On 24 November 2022, the Government published its response to the consultation on the implementation of the OECD’s ‘Mandatory Disclosure Rules for Common Reporting Standard (CRS) Avoidance Arrangements and Opaque Offshore Structures in the UK’ (see our previous article). The UK had previously implemented similar but much broader EU rules (DAC 6) in January 2020 as an EU member state at the time, however shortly before reporting had been due to start on 1 January 2021 these were significantly scaled back to discard the elements that were not in the OECD’s model rules. The new regulations implementing the OECD model rules, which will come into force in the first half of 2023, will replace the existing UK rules (based on Hallmark D of the EU rules) completely. The consultation response notes two recent decisions on the design of the UK implementation of the OECD’s rules. First, it will be welcome news that reporting pre-existing arrangements should only be required for those entered into from 25 June 2018 (rather than 29 October 2014). Second, the Government has decided that it will not provide an online manual system for businesses to report, instead reporting will be required using XML software. HMRC will continue to work with stakeholders to draft guidance on the rules.
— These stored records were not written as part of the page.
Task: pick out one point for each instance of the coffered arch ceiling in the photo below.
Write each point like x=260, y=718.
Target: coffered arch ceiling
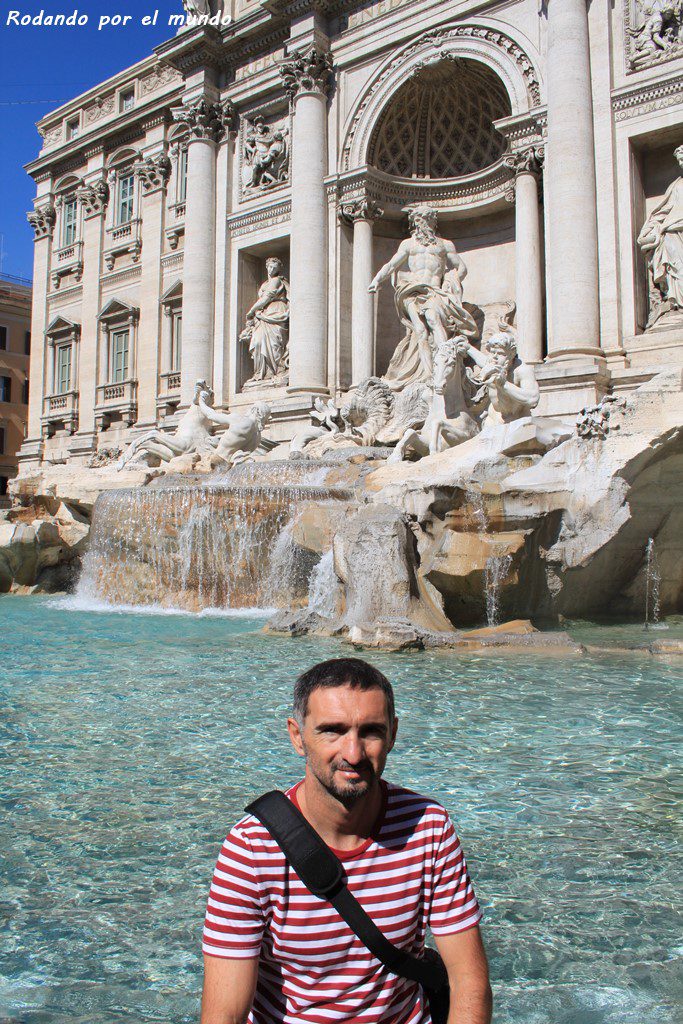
x=439, y=123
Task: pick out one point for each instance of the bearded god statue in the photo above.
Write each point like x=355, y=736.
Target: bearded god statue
x=662, y=241
x=427, y=275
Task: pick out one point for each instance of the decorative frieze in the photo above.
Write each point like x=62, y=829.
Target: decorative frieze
x=93, y=198
x=265, y=155
x=654, y=32
x=307, y=71
x=205, y=121
x=42, y=220
x=154, y=172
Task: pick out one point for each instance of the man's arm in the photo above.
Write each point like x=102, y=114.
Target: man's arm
x=465, y=960
x=228, y=989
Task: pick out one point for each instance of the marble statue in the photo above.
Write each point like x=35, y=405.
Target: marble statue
x=193, y=433
x=267, y=327
x=243, y=436
x=324, y=421
x=440, y=430
x=265, y=155
x=427, y=274
x=660, y=29
x=507, y=385
x=662, y=241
On Tuesday 22 November 2022, the Department for Levelling up, Housing and Communities launched a consultation on the Building Safety Levy. The proposed Building Safety Levy, which was announced in February 2021, seeks to ensure that the taxpayer and leaseholders do not have to pay remediation costs involved with fixing unsafe buildings. The levy will be charged on new residential buildings which require building control approval in England and will be paid by developers. The consultation is seeking views on the design and implementation of the levy, including which asset classes it will be chargeable on, how it will be calculated, what the rates will be and who will be responsible for collecting the levy. The consultation will close on 7 February 2023.
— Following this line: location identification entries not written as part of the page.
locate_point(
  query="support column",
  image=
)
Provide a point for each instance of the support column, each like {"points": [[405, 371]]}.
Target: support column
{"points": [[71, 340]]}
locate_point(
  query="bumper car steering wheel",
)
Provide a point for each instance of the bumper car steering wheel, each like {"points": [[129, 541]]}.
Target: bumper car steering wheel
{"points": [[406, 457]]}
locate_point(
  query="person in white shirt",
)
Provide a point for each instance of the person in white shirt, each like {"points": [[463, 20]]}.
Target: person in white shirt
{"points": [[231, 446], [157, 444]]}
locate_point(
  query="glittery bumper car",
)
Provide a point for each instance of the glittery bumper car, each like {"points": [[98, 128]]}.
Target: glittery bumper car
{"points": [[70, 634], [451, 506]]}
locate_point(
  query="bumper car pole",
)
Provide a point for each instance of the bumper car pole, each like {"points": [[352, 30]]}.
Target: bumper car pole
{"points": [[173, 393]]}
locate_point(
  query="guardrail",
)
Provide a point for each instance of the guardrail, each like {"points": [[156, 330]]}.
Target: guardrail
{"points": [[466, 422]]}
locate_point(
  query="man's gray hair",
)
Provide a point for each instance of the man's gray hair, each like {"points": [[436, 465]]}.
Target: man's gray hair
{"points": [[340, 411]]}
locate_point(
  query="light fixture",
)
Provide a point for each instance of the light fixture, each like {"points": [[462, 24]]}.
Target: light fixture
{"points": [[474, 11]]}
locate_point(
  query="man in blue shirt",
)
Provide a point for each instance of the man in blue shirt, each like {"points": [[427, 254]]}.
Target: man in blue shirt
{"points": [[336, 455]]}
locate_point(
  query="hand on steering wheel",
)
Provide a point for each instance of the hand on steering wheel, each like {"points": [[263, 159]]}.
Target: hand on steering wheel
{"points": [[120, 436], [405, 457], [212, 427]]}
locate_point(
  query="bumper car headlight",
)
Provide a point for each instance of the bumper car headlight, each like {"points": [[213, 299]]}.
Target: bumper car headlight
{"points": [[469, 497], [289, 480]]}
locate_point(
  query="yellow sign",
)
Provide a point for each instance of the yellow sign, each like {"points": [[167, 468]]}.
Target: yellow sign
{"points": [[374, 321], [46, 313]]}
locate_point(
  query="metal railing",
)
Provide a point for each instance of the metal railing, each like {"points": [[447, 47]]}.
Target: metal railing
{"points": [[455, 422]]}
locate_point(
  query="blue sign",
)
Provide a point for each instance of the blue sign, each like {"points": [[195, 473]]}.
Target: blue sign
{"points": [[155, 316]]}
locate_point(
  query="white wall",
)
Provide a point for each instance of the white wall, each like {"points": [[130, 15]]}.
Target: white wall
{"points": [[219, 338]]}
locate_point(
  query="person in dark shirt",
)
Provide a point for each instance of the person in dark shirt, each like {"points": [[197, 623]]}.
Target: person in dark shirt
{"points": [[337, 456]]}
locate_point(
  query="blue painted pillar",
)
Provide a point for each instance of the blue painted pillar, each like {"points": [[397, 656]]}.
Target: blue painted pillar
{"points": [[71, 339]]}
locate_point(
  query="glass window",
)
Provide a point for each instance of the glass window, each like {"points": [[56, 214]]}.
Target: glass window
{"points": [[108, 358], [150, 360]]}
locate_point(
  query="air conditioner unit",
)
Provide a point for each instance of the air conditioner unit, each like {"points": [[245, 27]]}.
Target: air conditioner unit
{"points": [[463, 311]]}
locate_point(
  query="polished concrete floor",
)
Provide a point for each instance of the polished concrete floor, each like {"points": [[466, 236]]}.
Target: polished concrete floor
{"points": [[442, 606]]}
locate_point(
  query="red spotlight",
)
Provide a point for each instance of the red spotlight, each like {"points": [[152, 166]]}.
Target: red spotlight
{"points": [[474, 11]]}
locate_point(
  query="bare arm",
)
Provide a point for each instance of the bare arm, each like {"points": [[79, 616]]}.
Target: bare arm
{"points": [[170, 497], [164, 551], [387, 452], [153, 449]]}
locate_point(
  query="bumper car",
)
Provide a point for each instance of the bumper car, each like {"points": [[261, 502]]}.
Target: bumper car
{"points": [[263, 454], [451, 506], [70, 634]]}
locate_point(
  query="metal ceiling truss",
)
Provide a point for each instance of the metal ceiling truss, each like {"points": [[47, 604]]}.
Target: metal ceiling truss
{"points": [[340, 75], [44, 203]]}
From 1 April 2023, the main rate of corporation tax will increase to 25 percent for companies with profits exceeding an ‘upper limit’ of £250,000. A 19 percent 'small profits rate' of corporation tax will apply to companies with profits which do not exceed a ‘lower limit’ of £50,000. If a company’s profits fall between the upper and lower limits, a marginal relief will apply to provide a gradual increase in the corporation tax rate up to the main rate. The upper and lower limits will be proportionally reduced for short accounting periods as well as by the number of ‘associated companies’. Broadly, a company is an associated company of another at any time when one of the two has control of the other, or both are under the control of the same person or persons. The definition of control for these purposes also considers whether there is a relationship of ‘substantial commercial independence’ between the two companies. New regulations, ‘The Corporation Tax Act 2010 (Factors Determining Substantial Commercial Interdependence) Regulations 2022’, coming into force on 1 April 2023, have been published which specify the factors to be taken into account when determining whether a relationship between two companies constitutes ‘substantial commercial interdependence’. The ‘associated companies’ definition will also have relevance for the quarterly instalments payment regime, small claims treatment under the patent box regime, and the capital allowances long life assets rules from 1 April 2023 as it replaces the current ‘51% group companies’ test.